Suponho que no ponto ponto 4 há uma gralha. Onde se lê 16 semanas deveria acho que deveria estar 10 semanas, certo? Porque é isso que se está a discutir. De resto, excelente texto parabéns.
 
Nunca concordei muito com uma parte que aparece no ponto 6. A mulher não tem, neste caso específico, o direito de decidir sobre o seu corpo. Isso sempre me pareceu um argumento a tocar as raias do liberalismo extremo, "eu faço o que quero e a sociedade não tem nada a ver com isso". Não é assim, é a sociedade que legitima o acto individual.

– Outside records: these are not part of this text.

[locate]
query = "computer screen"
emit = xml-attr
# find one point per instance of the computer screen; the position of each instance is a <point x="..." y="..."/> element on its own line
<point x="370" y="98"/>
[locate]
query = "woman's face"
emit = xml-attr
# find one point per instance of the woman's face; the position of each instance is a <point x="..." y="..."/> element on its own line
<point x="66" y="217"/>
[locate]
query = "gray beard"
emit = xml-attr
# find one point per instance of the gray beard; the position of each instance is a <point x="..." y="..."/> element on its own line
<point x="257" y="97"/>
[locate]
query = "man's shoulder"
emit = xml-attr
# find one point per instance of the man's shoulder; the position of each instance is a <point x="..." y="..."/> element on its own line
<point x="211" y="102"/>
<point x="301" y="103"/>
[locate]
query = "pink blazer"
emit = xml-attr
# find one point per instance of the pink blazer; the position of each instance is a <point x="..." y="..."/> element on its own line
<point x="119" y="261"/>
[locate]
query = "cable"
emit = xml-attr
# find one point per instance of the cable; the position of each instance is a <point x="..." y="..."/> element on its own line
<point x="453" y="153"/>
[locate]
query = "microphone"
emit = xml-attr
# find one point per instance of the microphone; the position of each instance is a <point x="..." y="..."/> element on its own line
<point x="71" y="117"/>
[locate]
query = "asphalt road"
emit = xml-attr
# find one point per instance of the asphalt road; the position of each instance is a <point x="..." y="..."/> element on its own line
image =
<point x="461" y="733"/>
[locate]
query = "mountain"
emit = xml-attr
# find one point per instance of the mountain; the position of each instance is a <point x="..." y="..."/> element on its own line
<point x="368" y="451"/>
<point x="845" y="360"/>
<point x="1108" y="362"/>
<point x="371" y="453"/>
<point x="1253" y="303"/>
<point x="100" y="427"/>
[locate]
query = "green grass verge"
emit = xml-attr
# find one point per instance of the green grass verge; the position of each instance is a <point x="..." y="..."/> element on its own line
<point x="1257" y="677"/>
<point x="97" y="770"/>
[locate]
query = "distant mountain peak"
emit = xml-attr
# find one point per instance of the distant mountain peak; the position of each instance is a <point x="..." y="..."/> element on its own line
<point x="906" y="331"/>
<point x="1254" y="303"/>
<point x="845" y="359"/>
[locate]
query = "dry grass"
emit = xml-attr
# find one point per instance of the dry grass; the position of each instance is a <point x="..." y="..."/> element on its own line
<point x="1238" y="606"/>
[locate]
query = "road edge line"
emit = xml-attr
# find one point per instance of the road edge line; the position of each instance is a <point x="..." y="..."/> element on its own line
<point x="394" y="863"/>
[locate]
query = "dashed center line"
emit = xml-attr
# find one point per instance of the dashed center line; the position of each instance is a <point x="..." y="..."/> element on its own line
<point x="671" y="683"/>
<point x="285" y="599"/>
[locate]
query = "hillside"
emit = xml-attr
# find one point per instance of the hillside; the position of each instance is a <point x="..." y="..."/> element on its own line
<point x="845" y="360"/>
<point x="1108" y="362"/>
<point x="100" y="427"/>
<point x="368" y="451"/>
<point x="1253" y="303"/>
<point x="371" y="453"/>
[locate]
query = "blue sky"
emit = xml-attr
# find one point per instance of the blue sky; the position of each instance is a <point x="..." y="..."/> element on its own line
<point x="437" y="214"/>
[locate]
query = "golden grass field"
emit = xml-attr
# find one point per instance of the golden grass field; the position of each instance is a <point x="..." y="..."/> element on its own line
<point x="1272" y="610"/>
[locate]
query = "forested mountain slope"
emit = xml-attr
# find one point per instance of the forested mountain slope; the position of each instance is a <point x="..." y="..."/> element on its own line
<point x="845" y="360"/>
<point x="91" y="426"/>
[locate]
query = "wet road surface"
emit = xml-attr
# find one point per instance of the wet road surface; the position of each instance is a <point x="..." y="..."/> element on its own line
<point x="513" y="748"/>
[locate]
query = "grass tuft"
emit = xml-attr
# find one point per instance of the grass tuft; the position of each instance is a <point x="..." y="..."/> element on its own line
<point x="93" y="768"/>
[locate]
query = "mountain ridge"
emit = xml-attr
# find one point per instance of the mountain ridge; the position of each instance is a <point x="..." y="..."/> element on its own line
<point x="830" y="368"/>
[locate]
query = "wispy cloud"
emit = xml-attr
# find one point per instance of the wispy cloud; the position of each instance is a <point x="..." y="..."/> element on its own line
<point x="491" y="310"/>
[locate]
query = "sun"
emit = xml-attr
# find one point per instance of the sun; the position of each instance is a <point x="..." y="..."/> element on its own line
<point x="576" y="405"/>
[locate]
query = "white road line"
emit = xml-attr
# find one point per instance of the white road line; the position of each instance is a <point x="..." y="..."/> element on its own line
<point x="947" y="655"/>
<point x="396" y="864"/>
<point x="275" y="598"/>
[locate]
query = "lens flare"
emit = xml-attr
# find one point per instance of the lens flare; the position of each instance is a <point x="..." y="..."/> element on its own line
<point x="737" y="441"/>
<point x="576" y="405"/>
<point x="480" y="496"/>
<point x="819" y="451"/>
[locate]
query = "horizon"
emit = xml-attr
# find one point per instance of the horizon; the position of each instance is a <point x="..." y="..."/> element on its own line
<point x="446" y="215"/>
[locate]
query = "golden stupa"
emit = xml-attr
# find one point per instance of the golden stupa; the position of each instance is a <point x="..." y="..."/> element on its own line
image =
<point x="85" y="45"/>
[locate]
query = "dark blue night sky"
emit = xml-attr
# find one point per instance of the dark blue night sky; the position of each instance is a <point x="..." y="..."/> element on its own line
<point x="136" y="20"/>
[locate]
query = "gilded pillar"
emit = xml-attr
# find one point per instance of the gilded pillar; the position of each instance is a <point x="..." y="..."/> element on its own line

O desafio está em controlar quais os actos que a sociedade legitima, e não o facto de os legitimar.
A mulher tem sim todo o direito para decidir sobre a sua vida, e é isso que valida a interrupção da gravidez neste aspecto da argumentação.
 
josé: não foi gralha, foi intencional. as 10 semanas apresentam uma limitação que consideramos grave: muitas mulheres só lá para as 8-9 semanas de gravidez é que se apercebem que estão grávidas. noutros países pratica-se o limite das 16 semanas (creio que é o caso de França), sem implicações sérias para a saúde da mulher. obrigada pelo teu comentário! estava a ver que ninguém reparava no detalhe!...

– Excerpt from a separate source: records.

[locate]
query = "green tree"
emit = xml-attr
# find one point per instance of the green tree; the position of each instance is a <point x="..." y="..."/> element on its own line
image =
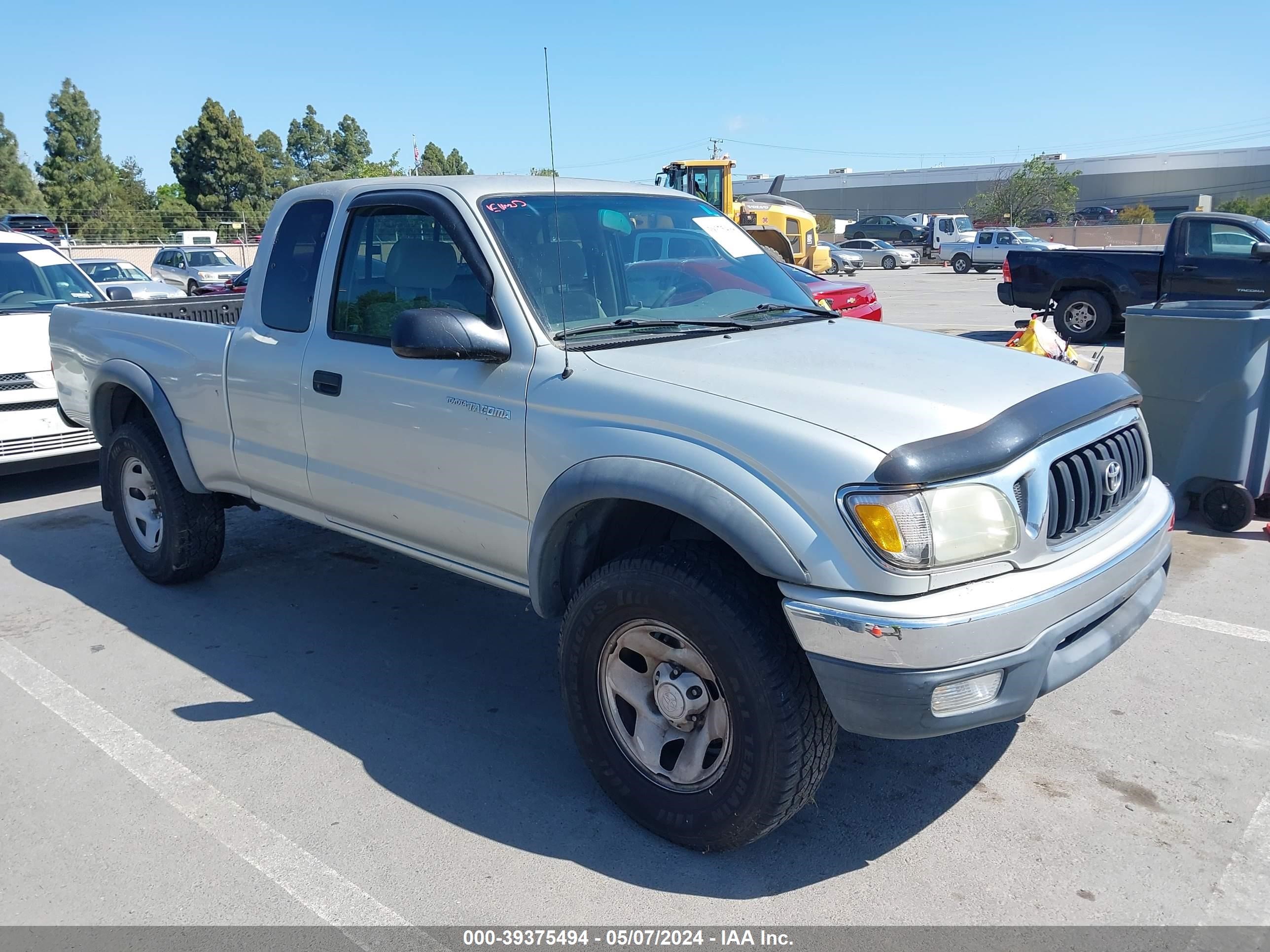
<point x="216" y="163"/>
<point x="280" y="172"/>
<point x="350" y="149"/>
<point x="1034" y="186"/>
<point x="433" y="162"/>
<point x="1137" y="215"/>
<point x="76" y="179"/>
<point x="1258" y="207"/>
<point x="18" y="190"/>
<point x="309" y="146"/>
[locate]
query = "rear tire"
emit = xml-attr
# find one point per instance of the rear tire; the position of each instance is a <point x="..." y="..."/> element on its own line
<point x="1084" y="316"/>
<point x="169" y="534"/>
<point x="780" y="734"/>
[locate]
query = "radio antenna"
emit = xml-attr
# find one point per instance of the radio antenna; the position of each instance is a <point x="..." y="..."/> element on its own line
<point x="556" y="200"/>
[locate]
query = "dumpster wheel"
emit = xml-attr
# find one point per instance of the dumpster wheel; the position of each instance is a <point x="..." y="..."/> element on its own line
<point x="1227" y="507"/>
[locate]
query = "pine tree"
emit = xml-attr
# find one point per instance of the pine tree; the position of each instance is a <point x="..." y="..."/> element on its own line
<point x="216" y="163"/>
<point x="76" y="179"/>
<point x="18" y="191"/>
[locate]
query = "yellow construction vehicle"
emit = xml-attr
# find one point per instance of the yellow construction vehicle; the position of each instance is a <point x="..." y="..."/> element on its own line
<point x="774" y="221"/>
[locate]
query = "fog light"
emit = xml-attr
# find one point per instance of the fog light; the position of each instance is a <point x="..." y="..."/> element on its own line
<point x="959" y="696"/>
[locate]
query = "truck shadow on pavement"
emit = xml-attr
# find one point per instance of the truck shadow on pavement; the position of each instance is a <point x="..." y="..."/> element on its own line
<point x="448" y="693"/>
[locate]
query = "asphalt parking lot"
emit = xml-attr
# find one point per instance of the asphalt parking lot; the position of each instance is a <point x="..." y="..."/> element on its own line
<point x="323" y="729"/>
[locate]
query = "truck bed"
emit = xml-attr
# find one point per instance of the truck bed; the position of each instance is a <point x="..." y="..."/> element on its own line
<point x="182" y="343"/>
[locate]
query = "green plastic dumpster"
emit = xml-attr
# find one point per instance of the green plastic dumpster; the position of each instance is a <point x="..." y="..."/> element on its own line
<point x="1204" y="373"/>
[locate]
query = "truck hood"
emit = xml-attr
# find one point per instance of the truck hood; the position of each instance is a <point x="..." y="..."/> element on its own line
<point x="25" y="342"/>
<point x="883" y="386"/>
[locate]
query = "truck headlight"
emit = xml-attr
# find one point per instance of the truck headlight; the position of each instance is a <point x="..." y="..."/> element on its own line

mbeki: o direito de decidir sobre o meu corpo não é intermitente. não é só de vez em quando, quando a sociedade se lembra que existo. não acho que a sociedade tenha que ter este poder obsceno que actualmente tem sobre o meu corpo. claro que a sociedade tem a ver com o meu corpo, na medida em que me deve ajudar a viver com ele da melhor forma possível.

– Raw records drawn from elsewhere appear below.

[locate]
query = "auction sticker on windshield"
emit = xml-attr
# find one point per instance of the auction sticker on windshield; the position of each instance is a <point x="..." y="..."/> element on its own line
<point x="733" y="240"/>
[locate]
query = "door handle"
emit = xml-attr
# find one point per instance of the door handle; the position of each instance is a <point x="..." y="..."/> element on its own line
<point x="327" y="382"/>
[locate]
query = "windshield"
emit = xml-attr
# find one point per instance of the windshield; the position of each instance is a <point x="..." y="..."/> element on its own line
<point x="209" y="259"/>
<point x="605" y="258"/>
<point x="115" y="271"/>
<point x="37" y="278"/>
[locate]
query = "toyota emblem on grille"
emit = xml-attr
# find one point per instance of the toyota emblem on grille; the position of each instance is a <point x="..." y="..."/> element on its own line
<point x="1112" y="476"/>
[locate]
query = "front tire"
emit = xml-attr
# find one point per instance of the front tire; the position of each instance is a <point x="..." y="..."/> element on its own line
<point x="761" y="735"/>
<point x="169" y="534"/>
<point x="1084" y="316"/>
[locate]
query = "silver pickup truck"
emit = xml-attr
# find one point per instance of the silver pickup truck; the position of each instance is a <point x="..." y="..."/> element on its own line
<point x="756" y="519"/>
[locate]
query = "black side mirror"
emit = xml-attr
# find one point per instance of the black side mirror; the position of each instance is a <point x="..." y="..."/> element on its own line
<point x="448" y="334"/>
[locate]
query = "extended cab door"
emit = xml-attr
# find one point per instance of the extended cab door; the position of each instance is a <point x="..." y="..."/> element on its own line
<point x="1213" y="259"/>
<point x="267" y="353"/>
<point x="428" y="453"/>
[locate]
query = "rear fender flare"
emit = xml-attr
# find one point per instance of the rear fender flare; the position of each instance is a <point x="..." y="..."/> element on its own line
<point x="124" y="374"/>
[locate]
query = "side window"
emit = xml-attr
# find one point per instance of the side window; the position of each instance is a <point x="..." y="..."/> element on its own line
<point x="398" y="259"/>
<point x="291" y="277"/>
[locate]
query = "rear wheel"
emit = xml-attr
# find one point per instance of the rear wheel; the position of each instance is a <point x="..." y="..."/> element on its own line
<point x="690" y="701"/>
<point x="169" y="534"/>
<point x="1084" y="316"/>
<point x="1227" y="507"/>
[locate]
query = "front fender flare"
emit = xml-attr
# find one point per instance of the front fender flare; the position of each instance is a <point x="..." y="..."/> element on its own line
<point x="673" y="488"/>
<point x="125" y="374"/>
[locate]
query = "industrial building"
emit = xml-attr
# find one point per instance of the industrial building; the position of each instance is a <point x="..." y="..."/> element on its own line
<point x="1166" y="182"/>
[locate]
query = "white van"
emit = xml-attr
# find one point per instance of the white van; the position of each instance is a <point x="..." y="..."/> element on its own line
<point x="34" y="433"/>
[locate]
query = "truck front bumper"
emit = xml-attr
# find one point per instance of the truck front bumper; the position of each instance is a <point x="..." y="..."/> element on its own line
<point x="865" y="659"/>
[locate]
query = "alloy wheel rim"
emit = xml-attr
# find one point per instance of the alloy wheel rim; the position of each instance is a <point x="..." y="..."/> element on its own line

não percebo como é que podes ser contra o meu direito de decidir sobre o meu corpo e a favor de eu decidir sobre a minha vida.
 
vamos passar a andar com cartazes de que quem manda a nossa barriga é o governo :| asserio o que G. Mbeki disse faz.. :S
nice texto e blog FeminineMystique
 
O argumento do corpo e do futuro da mulher são coisas bem separadas. Interromper uma gravidez porque isso vai dar cabo da vida de uma mãe (e de um pai, às vezes), e porque isso vai significar que aquela nova pessoa que vai nascer vai ter uma vida miserável, é um argumento mais que legítimo e que só por si valida a legalização. Mas dizer que tem a ver com a barriga da mulher, ou com o controlo do corpo é uma coisa diferente. A sociedade exerce influência sobre todos, definindo o que é aceitável ou não. E o que me incomoda não é que isto aconteça, o problema está no enquadramento político das influências (que hoje são, obviamente, conservadoras). A questão da barriga é sancionada socialmente, assim como o suícidio ou a eutanásia. Pode-se discutir a legitimidade dessas sanções, mas no caso do aborto não creio que faça sentido. A mulher não é livre de fazer o que quiser com o feto só porque é o seu corpo. Até porque o feto não é só dela. Não há necessidade de cair em extremismos liberais para justificar politicamente o aborto.
E quanto à razão do vazio da barriga ser do governo, enquanto comunista que defende a necessidade do socialismo acho que o Estado deve ter uma forte intervenção na sociedade, e deve mesmo sobrepôr-se ao indivíduo em muitas situações. E, noutro contexto político, esta discussão (do aborto) podia ter contornos diferentes.
 
O direito ao aborto vai para alem da questao da vida da mulher ou do ser que esta para nascer. A mulher tem direito a abortar nao so quando a "gravidez vai dar cabo da vida de uma mae" ou se a "pessoa que vai nascer vai ter uma vida miseravel", mas tambem quando pura e simplesmente nao quer ter um filho.

Defendo o aborto na sua totalidade, sob quaisquer condicoes, se e' isso que a mulher quer (seja por razoes de vida, corpo, o que for).

Dizer sim ao aborto se isto ou aquilo, mas nao se aquele ou acolotro nao chega. As mulheres nao sao parideiras. Tem direito 'a escolha e essa escolha so delas depende.